DEPRECATED: use other * operator instead.
Parameters
other (complex) – a complex number.
Returns
the linear operator other * self.
Return type
BaseOperator
Raises
NotImplementedError – if subclass does not support multiplication.
output_dims
Clifford.output_dims(qargs=None)
Return tuple of output dimension for specified subsystems.
power
Clifford.power(n)
Return the compose of a operator with itself n times.
Parameters
n (int) – the number of times to compose with self (n>0).
Returns
the n-times composed operator.
Return type
BaseOperator
Raises
QiskitError – if the input and output dimensions of the operator are not equal, or the power is not a positive integer.
reshape
Clifford.reshape(input_dims=None, output_dims=None)
Return a shallow copy with reshaped input and output subsystem dimensions.
Arg:
input_dims (None or tuple): new subsystem input dimensions.
If None the original input dims will be preserved [Default: None].
output_dims (None or tuple): new subsystem output dimensions.
If None the original output dims will be preserved [Default: None].
Returns
returns self with reshaped input and output dimensions.
Return type
BaseOperator
Raises
QiskitError – if combined size of all subsystem input dimension or subsystem output dimensions is not constant.
set_atol
classmethod Clifford.set_atol(value)
Set the class default absolute tolerance parameter for float comparisons.
set_rtol
classmethod Clifford.set_rtol(value)
Set the class default relative tolerance parameter for float comparisons.
subtract
Clifford.subtract(other)
Return the linear operator self - other.
DEPRECATED: use operator - other instead.
Parameters
other (BaseOperator) – an operator object.
Returns
the operator self - other.
Return type
BaseOperator
tensor
Clifford.tensor(other)
Return the tensor product operator self ⊗ other.
Parameters
other (Clifford) – a operator subclass object.
Returns
the tensor product operator self ⊗ other.
Return type
to_circuit
Clifford.to_circuit()
Return a QuantumCircuit implementing the Clifford.

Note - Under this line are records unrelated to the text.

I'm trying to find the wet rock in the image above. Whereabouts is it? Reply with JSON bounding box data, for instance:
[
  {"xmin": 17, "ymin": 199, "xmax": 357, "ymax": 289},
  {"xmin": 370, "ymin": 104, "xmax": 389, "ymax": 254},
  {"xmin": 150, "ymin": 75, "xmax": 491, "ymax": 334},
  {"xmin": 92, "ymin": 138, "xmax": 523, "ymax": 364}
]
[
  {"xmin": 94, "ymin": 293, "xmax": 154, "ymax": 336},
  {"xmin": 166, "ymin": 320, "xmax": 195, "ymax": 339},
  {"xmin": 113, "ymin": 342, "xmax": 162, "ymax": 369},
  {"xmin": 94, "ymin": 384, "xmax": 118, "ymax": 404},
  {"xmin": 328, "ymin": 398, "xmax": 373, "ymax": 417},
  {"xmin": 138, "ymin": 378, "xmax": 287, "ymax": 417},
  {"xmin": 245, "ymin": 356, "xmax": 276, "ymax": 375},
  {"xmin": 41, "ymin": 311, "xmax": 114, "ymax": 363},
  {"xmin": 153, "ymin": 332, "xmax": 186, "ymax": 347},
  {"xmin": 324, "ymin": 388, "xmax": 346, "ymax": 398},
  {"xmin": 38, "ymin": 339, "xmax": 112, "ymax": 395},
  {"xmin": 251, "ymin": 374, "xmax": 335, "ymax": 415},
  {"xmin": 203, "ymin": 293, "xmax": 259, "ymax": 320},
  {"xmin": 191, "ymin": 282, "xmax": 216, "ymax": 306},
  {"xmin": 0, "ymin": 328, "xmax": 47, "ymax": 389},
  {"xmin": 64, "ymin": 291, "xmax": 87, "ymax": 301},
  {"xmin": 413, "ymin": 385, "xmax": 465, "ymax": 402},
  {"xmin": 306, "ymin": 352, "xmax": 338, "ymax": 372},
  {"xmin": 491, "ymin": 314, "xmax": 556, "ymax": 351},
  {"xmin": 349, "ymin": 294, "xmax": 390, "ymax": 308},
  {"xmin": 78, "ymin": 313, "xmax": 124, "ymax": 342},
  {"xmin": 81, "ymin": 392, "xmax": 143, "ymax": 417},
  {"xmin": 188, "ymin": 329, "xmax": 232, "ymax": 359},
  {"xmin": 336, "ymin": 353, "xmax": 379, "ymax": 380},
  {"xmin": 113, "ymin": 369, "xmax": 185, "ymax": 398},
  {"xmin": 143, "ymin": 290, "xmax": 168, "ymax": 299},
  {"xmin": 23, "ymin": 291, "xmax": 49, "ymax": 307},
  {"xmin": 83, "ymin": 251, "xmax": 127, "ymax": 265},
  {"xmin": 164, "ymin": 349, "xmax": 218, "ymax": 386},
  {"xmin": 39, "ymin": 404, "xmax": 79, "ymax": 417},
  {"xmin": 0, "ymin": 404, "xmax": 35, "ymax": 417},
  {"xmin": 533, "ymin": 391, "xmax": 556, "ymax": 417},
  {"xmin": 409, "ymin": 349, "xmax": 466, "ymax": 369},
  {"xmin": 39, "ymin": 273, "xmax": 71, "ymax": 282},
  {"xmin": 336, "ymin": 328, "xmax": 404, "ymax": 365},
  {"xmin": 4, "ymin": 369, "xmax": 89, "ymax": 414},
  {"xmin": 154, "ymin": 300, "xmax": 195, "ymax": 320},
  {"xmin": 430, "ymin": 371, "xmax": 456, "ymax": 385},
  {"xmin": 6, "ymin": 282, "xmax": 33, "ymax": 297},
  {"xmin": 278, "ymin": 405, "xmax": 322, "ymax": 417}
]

For N <= 3 qubits this is based on optimal CX cost decomposition from reference [1]. For N > 3 qubits this is done using the general non-optimal compilation routine from reference [2].
Returns
a circuit implementation of the Clifford.
Return type
References
- S. Bravyi, D. Maslov, Hadamard-free circuits expose the structure of the Clifford group, arXiv:2003.09412 [quant-ph]
- S. Aaronson, D. Gottesman, Improved Simulation of Stabilizer Circuits, Phys. Rev. A 70, 052328 (2004). arXiv:quant-ph/0406196
to_dict
Clifford.to_dict()
Return dictionary represenation of Clifford object.
to_instruction
Clifford.to_instruction()
Return a Gate instruction implementing the Clifford.
to_matrix
Clifford.to_matrix()
Convert operator to Numpy matrix.
to_operator
Clifford.to_operator()
Convert to an Operator object.
transpose
Clifford.transpose()
Return the transpose of the Clifford.